Что поражает в трагедии 1 марта 1881 года – если позабыть на минуту трагическую сторону этого события и того, что за ним последовало, – это прежде всего полная беспомощность тех, кто должен был охранять особу Александра II. Полиции было отлично известно, что готовится покушение при помощи бомб. Три человека, держа в руках бомбы такого размера, что спрятать их в карман было нельзя, более часу ходили взад и вперед по дороге, по которой должен был проехать император. Некоторые из них – например, Рысаков, – наверное, имели вид очень взволнованный; но вид этих взволнованных молодых людей, с какими – то таинственными свертками расхаживавших по такому месту, не обратил на себя внимания ни одного полицейского.

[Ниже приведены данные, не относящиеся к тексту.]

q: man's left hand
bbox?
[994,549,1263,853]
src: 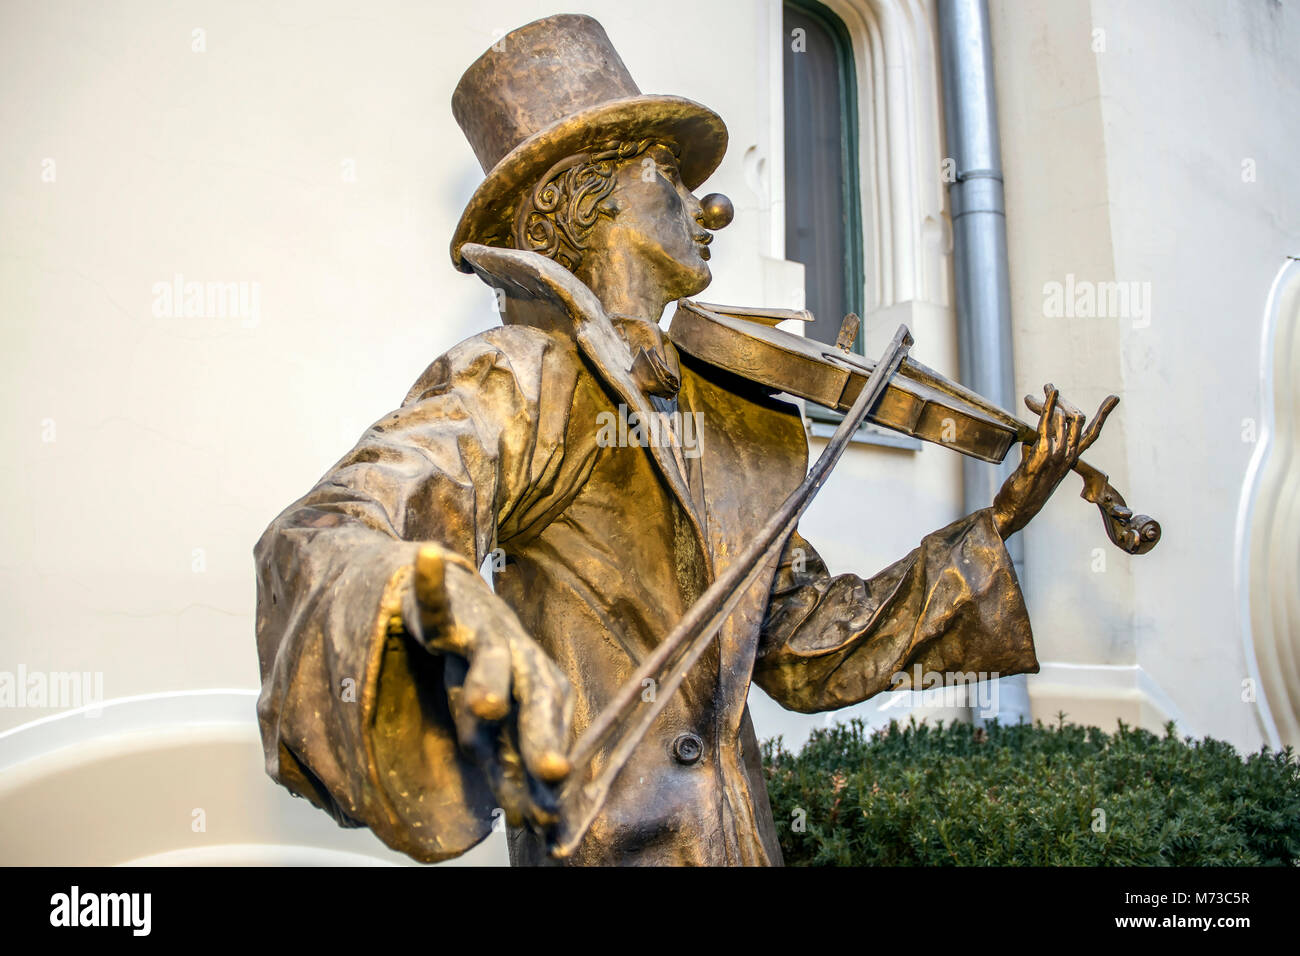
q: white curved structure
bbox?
[1235,257,1300,751]
[0,691,508,866]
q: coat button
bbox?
[672,732,704,765]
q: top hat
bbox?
[449,14,728,272]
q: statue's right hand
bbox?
[407,546,573,832]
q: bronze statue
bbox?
[255,14,1154,866]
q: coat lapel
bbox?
[458,244,713,577]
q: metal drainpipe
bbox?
[937,0,1031,725]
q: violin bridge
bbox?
[834,313,861,352]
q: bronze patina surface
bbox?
[255,13,1122,865]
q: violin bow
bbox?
[548,324,915,858]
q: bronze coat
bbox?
[254,255,1038,866]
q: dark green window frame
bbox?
[782,0,922,451]
[784,0,868,429]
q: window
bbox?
[783,0,864,353]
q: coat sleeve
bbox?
[752,509,1038,714]
[254,325,580,862]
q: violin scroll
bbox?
[1078,464,1161,555]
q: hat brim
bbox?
[450,94,727,272]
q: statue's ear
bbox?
[601,181,625,216]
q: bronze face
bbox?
[577,143,713,296]
[511,138,716,342]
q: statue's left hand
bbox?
[991,384,1117,539]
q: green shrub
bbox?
[761,715,1300,866]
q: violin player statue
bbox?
[254,13,1139,866]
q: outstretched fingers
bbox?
[1054,394,1085,463]
[1080,395,1120,453]
[1025,384,1061,459]
[414,545,464,652]
[1026,387,1091,460]
[464,633,511,721]
[1028,391,1118,459]
[513,640,573,785]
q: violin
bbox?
[667,299,1161,556]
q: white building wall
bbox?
[989,0,1300,751]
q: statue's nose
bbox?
[698,193,734,231]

Когда взорвалась первая бомба, не тронувшая Александра Николаевича, его конвой, его специальная охрана, скакавшая за ним в санях, не приняла самой элементарной меры предосторожности – не оцепила места взрыва, что и дало возможность Гриневицкому вместе с толпою подойти вплотную к императору и бросить вторую бомбу, уже смертельную для обоих – и для того, кто бросил, и для того, в кого бросили.
1 марта было крушением не политики, а полиции Лорис – Меликова; но так как его политика была лишь полицейским средством, то катастрофа в этой низменной области разрушила весь карточный домик лорис – меликовской «конституции». Александр III, как увидим дальше, осуществил большую часть реформ, намечавшихся «диктатором сердца», – но он осуществил их обычным бюрократическим путем, не прибегая к фиктивному содействию «общества».
Глава XV
Александр III. Политическая реакция. Распространение марксизма
В своем дневнике Валуев окрестил положение, наступившее непосредственно после 1 марта 1881 года, «эрратическим, – термин, не совсем обычный в политике, но лучше трудно придумать. Начался, действительно, короткий период блужданий и ошибок, притом с обеих сторон, нужно сказать. Не иным, как «эрратическим» актом приходится признать, например, знаменитое «письмо Исполнительного комитета к Александру III», где революционное движение объявлялось «не таким делом, которое зависит от отдельных личностей», а «процессом народного организма», – и в то же время ставились определенные условия «отдельной личности» новому императору, – условия, при соблюдении которых «процесс народного организма» должен был прекратиться или, по крайней мере, принять иную форму.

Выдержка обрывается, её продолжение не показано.